April 1, 2000: Concord’s Matt Bonner gets a taste of Final Four basketball as a freshman, scoring four points and grabbing two rebounds in 14 minutes of play. His team, the University of Florida, defeats North Carolina, 71-59, to advance to the championship game.
April 1, 1891: William M. Chase, a prominent Concord lawyer and longtime school board member and a trustee of Dartmouth College, is appointed an associate justice on the state Supreme Court.
April 1, 1997: In a bout of April Fools weather on baseball’s Opening Day, Concord gets seven inches of snow.
April 1, 1878: Shortly after midnight, April Fools pranksters dig up the body of executed murderer Joseph Lapage. They take it to the State House yard and suspend it from a gibbet-shaped water pipe frame. Special Detective E.B. Craddock and Officer Foster cut it down and bring it to Foster’s stable behind the Phenix Hotel.
April 1, 1830: Meeting on Fast Day at Concord’s Old North Church, leading citizens resolve to form the city’s first temperance society.
April 1, 1861: Charles J. French is born. He will grow up to be mayor of Concord, serving from 1909 to 1915 and again in 1918-19. “He was a remarkably able vote-getter, winning over many strong men who wished to obtain the coveted position as chief executive of the city,” reports the Granite Monthly magazine. French was also an accomplished wrestler and umpire.
April 2, 1851: Concord’s town meeting votes to end the tolling of bells at funerals. The practice, the resolution says, “is productive of no good, and may, in case of the illness of the living, result in evil.”
April 2, 1835: A second temperance society is formed in Concord. It calls itself the Concord Total Abstinence Society and will attract mainly middle-aged men. The city’s Temperance Society already has 262 members, including 92 women.
April 3, 1945: Word reaches Concord that Staff Sgt. F. Hamilton Kibbee was killed on Jan. 31 while a prisoner of war in Germany. His wife Mary, who lives on South Street, last heard from him Jan. 7. The Kibbees have two children, ages 4 and 21 months.
April 3, 1909: In perhaps the first full-page automobile ad in the Monitor, Concord dealer Fred Johnson describes in detail the new Buick “Model 17 Touring Car.” It has five seats, two in front, three in back, a steering wheel rather than a tiller, four cylinders and 30 horsepower. A cloth folding top for rainy days is optional. The price: $1,750. It is the first decade of the popularization of the automobile. In 1900, there were 50 cars registered in New Hampshire. By 1910, there will be 3,500.
April 3, 1905: Douglas Everett is born. Everett will become a member of the 1932 U.S. Olympic hockey team, win a silver medal and be inducted into the U.S. Hockey Hall of Fame. The Everett Arena in Concord will be named in his honor.
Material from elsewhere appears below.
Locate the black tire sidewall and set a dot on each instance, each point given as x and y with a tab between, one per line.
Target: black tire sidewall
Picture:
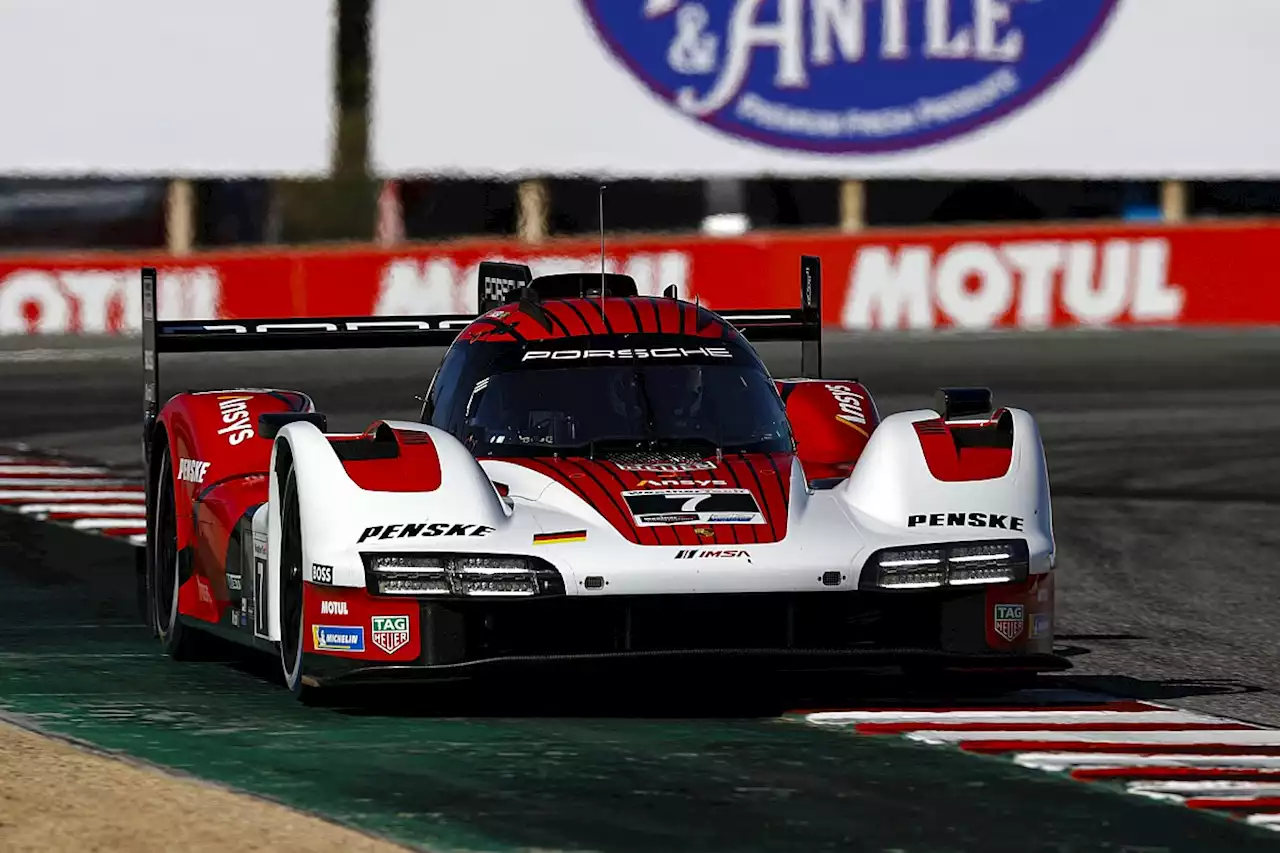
165	562
292	670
April 3, 1994: Pitching for the St. Louis Cardinals on Opening Day, Concord’s Bob Tewksbury defeats the Cincinnati Reds. The highlight is Tewksbury’s two-run double over the head of Reds center fielder Roberto Kelly.
April 4, 1983: Concord City Clerk Marjorie Foote retires after 19 years on the job. “I knew just about everything that was going on with people in this city,” she recalls.
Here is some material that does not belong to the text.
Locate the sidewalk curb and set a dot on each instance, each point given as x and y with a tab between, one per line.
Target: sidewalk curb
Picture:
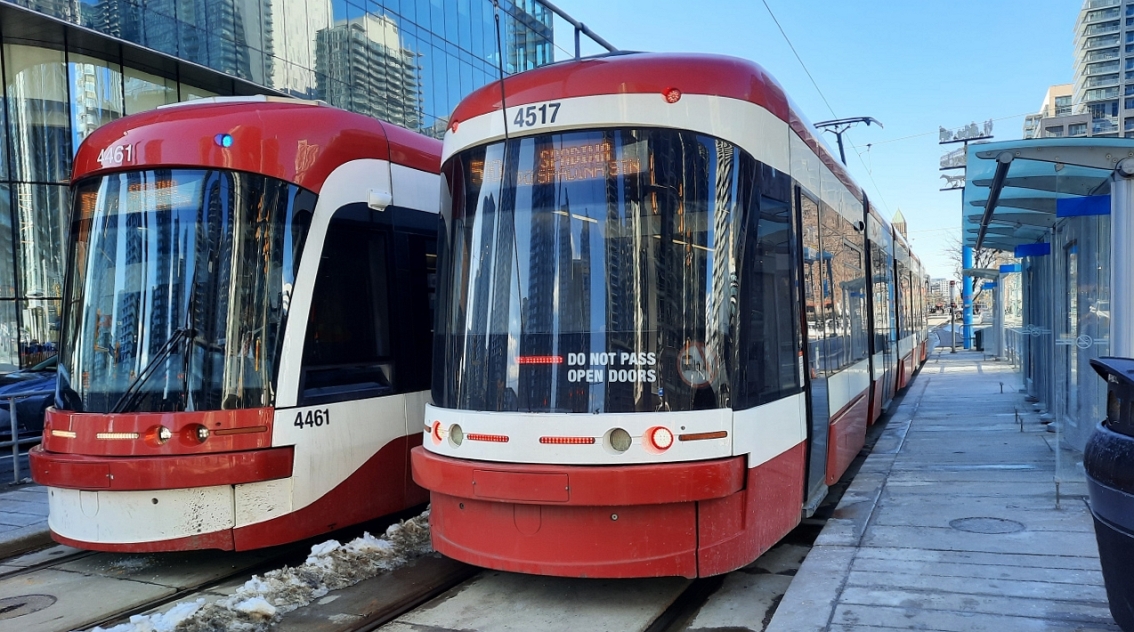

April 4, 1974: Gov. Mel Thomson signs legislation reinstating the death penalty in New Hampshire. “I feel like John Hancock when he finished putting his signature on the Declaration of Independence,” he says. The new law calls for death by hanging.
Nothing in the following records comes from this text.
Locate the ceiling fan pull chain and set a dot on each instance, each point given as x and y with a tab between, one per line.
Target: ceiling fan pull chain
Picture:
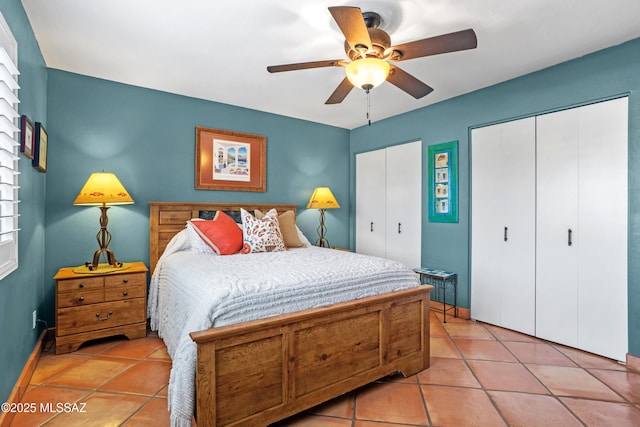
369	107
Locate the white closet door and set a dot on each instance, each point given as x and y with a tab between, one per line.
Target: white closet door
503	225
404	203
602	217
370	203
486	234
557	219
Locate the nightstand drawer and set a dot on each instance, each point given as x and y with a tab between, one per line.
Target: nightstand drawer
83	283
80	297
118	293
131	279
100	304
73	320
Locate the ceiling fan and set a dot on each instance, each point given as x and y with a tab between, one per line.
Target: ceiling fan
372	56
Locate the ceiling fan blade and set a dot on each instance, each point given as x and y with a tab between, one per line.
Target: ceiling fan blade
306	65
452	42
341	92
352	25
408	83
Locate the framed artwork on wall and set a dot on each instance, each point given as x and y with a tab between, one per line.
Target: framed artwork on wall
227	160
40	145
27	135
443	182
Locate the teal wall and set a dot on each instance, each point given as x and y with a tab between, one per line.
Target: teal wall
147	138
24	290
602	75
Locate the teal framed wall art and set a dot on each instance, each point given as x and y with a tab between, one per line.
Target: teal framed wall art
443	182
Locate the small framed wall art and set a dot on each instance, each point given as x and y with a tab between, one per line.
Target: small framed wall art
227	160
40	145
443	182
27	134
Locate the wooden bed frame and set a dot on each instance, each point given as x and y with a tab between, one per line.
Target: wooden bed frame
258	372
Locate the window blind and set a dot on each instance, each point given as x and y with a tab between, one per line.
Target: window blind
9	161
April 6, 1853: City government is established in Concord.
April 6, 1978: Gov. Meldrim Thomson Jr. swears in David H. Souter as a superior court judge.
April 7, 1968: About 350 people attend a memorial service on the State House plaza for Dr. Martin Luther King Jr., the civil rights leader who was assassinated three days earlier in Memphis. In a statement drafted in conjunction with other local clergy, Rev. Paul Beattie, a Unitarian minister, suggests that nearly all-white Concord should actively seek to persify. “Concord is an ideal town for developing a full inter-racial community,” he says. “We do not have a ghetto. We do not have a street where all or most Negroes live.” He suggests that Concord invite to town “some of the black people who have lost all hope while living in the segregated squalor of urban centers.”
April 7, 1830: A committee is formed in Concord to pursue the idea of an east-west railroad line through New Hampshire and Vermont. The first train will not reach the city for 12 years, and it will come north from Boston.
April 7, 1965: The Monitor reports on plans for a new $1.2 million state liquor store on Storrs Street in Concord. “The state store is expected to become the first of its sort in the nation. Ohio has featured self-service liquor stores for a dozen years, but they have not also featured specialty liquors and wines, as planned in the model Concord store.”